Schending zorgplicht?
4.2.
Hierna wordt onderzocht of ABN AMRO jegens [eiseres] een zorgplicht heeft geschonden.
4.3.
De stellingen van [eiseres] komen er in de kern op neer dat de renteswap een “negatieve startwaarde” heeft, dat die negatieve waarde groter kan worden en ongewenste gevolgen heeft of kan hebben (waaronder de mogelijkheid van margin calls of het opeisen van zekerheden) en dat de renteswap daarom een ongeschikt product is, in tegenstelling tot de rentecap. Volgens [eiseres] heeft ABN AMRO in strijd met de op haar rustende zorgplicht gehandeld door:
 geen rentecap te adviseren althans [eiseres] hierover niet (voldoende) te informeren,
 een renteswap af te sluiten zonder [eiseres] deugdelijk te informeren over en te waarschuwen voor de eigenschappen en de risico’s verbonden aan de renteswap in samenhang met de toepasselijke voorwaarden, en
 [eiseres] ondeugdelijk te adviseren door onvoldoende informatie over haar in te winnen, die informatie niet (voldoende) te beoordelen en geen beleggingsadvies te geven afgestemd op haar situatie.
Tevens voert [eiseres] aan dat ABN AMRO in strijd met de publiekrechtelijke zorgplicht uit hoofde van onder meer de Wft, MiFID en het Bgfo heeft gehandeld door – samengevat – geen gegevens te verstrekken en geen onderzoek naar [eiseres] te verrichten. [eiseres] stelt – onder verwijzing naar een door haar overgelegd rapport van Hermes Advisory – dat zij hierdoor renteschade heeft geleden, waarbij zij een vergelijking maakt met de situatie dat zij een rentecap zou hebben afgesloten.
4.4.
ABN AMRO betwist dat zij haar zorgplicht heeft geschonden.

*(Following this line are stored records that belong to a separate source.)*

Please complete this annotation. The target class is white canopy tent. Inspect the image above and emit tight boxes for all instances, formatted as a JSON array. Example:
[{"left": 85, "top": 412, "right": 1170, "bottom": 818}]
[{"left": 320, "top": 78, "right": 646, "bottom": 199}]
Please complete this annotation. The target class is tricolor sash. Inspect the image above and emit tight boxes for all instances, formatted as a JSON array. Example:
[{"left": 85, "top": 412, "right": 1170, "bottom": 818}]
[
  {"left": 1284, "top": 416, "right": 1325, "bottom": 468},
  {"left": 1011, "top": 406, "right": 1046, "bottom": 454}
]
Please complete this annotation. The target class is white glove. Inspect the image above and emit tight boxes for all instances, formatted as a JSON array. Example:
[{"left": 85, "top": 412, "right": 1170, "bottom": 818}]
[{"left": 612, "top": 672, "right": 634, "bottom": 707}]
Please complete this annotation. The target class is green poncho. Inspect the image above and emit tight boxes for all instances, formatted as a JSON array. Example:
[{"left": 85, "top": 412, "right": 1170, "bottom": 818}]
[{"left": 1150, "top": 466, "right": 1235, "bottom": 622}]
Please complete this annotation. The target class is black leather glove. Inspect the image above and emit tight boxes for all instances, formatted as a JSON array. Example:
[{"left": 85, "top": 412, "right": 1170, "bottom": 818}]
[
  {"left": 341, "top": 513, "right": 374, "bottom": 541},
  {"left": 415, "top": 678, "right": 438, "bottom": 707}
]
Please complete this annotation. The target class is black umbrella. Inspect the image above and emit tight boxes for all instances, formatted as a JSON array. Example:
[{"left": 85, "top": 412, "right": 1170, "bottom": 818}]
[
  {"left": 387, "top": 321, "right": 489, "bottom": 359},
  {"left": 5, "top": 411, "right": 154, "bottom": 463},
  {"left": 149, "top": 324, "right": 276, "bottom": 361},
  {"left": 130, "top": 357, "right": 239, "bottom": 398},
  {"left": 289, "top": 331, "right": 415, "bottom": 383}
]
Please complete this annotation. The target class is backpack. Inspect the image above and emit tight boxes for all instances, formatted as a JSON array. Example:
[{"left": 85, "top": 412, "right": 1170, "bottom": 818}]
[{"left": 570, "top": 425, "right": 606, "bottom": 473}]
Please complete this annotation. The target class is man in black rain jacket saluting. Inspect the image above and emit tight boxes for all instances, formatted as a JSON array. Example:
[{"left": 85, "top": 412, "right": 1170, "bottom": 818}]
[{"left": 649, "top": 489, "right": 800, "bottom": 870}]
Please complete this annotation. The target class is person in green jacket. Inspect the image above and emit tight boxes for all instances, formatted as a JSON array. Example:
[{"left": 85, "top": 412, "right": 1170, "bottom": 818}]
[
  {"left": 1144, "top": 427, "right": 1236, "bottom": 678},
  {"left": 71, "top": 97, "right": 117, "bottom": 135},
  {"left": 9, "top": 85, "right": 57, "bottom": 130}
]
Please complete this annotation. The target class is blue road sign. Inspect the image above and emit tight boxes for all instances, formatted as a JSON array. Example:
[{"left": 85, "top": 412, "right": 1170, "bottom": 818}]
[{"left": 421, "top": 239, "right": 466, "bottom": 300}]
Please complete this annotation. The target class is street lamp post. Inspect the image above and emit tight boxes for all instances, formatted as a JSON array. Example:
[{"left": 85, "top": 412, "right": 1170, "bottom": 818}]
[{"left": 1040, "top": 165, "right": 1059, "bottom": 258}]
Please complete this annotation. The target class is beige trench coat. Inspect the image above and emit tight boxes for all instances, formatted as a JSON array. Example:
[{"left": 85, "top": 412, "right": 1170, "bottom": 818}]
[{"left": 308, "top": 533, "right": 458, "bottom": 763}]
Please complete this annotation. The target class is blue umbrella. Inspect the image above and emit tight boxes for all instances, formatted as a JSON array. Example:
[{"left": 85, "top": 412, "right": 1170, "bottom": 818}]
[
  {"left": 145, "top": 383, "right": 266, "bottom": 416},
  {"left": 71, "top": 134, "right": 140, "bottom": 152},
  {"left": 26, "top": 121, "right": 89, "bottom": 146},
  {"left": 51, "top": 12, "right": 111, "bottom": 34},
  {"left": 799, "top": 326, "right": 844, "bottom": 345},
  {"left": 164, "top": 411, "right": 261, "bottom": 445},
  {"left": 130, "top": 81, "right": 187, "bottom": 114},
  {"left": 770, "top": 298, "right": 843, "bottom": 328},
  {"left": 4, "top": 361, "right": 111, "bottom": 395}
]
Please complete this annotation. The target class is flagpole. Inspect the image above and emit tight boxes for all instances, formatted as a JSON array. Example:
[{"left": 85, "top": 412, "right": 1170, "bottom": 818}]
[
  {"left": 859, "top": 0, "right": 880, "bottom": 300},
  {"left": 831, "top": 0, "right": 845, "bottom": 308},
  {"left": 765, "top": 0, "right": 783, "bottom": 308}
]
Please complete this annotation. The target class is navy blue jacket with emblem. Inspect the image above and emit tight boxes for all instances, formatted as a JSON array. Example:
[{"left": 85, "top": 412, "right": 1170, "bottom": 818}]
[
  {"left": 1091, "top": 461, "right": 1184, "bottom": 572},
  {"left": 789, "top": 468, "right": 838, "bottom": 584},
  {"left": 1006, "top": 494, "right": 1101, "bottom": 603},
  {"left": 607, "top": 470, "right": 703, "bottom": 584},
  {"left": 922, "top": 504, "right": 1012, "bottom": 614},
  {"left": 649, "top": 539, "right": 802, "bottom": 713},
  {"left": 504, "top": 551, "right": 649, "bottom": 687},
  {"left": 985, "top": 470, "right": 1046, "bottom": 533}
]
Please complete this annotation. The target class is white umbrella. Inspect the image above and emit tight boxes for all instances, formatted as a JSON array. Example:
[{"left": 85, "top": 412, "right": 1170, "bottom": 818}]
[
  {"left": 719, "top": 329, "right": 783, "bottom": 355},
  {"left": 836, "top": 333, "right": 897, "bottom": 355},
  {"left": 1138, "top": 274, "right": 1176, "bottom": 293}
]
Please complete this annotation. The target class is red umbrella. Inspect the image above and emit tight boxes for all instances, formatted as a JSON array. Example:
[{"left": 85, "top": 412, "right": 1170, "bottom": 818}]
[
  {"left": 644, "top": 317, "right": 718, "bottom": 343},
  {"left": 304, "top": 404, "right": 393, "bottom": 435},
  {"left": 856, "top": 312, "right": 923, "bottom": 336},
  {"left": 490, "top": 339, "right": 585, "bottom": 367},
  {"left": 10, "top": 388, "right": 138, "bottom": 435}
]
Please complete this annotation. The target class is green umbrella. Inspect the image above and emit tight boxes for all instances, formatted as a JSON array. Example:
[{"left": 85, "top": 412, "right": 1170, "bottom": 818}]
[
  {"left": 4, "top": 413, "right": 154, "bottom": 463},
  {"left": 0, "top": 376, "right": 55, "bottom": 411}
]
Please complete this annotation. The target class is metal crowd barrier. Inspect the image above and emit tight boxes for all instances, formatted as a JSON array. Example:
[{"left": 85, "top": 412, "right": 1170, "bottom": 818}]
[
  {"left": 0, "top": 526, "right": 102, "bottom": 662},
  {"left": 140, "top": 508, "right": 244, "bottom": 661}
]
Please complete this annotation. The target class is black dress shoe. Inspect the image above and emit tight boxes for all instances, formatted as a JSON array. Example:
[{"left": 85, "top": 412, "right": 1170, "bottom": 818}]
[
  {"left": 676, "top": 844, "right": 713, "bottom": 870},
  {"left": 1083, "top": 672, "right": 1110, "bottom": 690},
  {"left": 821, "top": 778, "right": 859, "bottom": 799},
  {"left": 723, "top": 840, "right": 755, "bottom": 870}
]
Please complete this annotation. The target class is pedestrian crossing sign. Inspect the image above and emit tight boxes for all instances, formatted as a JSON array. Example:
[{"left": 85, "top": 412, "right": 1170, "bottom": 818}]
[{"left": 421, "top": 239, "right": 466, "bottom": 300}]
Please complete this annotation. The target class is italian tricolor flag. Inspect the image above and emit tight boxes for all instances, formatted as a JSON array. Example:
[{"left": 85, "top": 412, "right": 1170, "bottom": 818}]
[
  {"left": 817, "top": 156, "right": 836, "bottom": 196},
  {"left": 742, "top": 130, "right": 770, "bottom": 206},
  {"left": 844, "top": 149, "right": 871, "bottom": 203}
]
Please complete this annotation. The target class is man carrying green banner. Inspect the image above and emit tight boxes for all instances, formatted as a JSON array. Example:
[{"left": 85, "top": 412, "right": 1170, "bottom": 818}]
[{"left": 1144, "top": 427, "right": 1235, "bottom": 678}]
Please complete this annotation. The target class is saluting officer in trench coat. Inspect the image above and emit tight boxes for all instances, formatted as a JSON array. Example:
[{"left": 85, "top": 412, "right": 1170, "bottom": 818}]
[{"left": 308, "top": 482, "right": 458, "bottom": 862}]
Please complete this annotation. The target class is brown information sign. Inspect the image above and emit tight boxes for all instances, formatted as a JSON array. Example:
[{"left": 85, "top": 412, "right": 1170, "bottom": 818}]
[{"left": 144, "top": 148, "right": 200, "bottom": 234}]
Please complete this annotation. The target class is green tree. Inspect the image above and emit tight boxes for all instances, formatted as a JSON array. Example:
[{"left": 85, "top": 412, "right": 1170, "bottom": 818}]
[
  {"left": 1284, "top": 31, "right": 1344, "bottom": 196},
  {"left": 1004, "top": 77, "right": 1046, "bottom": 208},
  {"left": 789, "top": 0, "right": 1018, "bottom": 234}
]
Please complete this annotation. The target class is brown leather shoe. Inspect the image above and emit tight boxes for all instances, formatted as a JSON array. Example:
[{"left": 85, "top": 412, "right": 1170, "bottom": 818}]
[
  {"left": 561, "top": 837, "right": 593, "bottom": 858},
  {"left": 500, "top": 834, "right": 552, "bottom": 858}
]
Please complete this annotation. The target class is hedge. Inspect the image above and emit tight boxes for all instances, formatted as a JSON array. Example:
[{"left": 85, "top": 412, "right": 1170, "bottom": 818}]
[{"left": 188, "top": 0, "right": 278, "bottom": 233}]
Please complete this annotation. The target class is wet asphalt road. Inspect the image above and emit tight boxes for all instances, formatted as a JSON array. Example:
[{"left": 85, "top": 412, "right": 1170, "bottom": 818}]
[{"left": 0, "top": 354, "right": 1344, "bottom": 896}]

Zij voert onder meer aan dat voldoende informatie over [eiseres] is ingewonnen en voldoende informatie aan haar is verstrekt en dat rekening is gehouden met de belangen van [eiseres] , waarbij is gewaarschuwd voor de relevante risico’s. Op basis van de verstrekte informatie kon [eiseres] een voldoende geïnformeerde beslissing nemen over het al dan niet aangaan van de renteswap. ABN AMRO betwist daarnaast onder meer de gestelde schade.
Zorgplicht uitgangspunten
4.5.
Met betrekking tot de aan de vorderingen ten grondslag gelegde schending van de zorgplicht gelden de volgende uitgangspunten. De maatschappelijke functie van een bank brengt een (bijzondere) zorgplicht met zich. Die zorgplicht geldt zowel jegens cliënten van een bank uit hoofde van de met hen bestaande contractuele verhouding, als jegens derden met de belangen van wie de bank rekening behoort te houden op grond van hetgeen volgens ongeschreven recht in het maatschappelijk verkeer betaamt. De zorgplicht kan onder omstandigheden mede strekken ter bescherming van de cliënt tegen het gevaar van een gebrek aan kunde en inzicht of van eigen lichtvaardigheid. De reikwijdte van de zorgplicht hangt af van de omstandigheden van het geval, waaronder bijvoorbeeld de aard van de relatie tussen partijen, de achtergrond van partijen en de aard van het product.
4.6.
Deze zorgplicht moet worden gekwalificeerd als een op de bank rustende, uit de eisen van de redelijkheid en billijkheid voortvloeiende verplichting. Een tekortschieten in deze privaatrechtelijke zorgplicht in de precontractuele fase leidt tot aansprakelijkheid uit onrechtmatige daad voor de schade die de cliënt lijdt indien aan de vereisten van toerekenbaarheid en causaal verband is voldaan. Indien sprake is van een zorgplichtschending in de contractuele fase, kan sprake zijn van een tekortkoming in de nakoming van de overeenkomst. Partijen verschillen van mening of sprake is van een uit de precontractuele of contractuele relatie voortvloeiende zorgplicht. Dit maakt voor de beoordeling in deze zaak geen verschil.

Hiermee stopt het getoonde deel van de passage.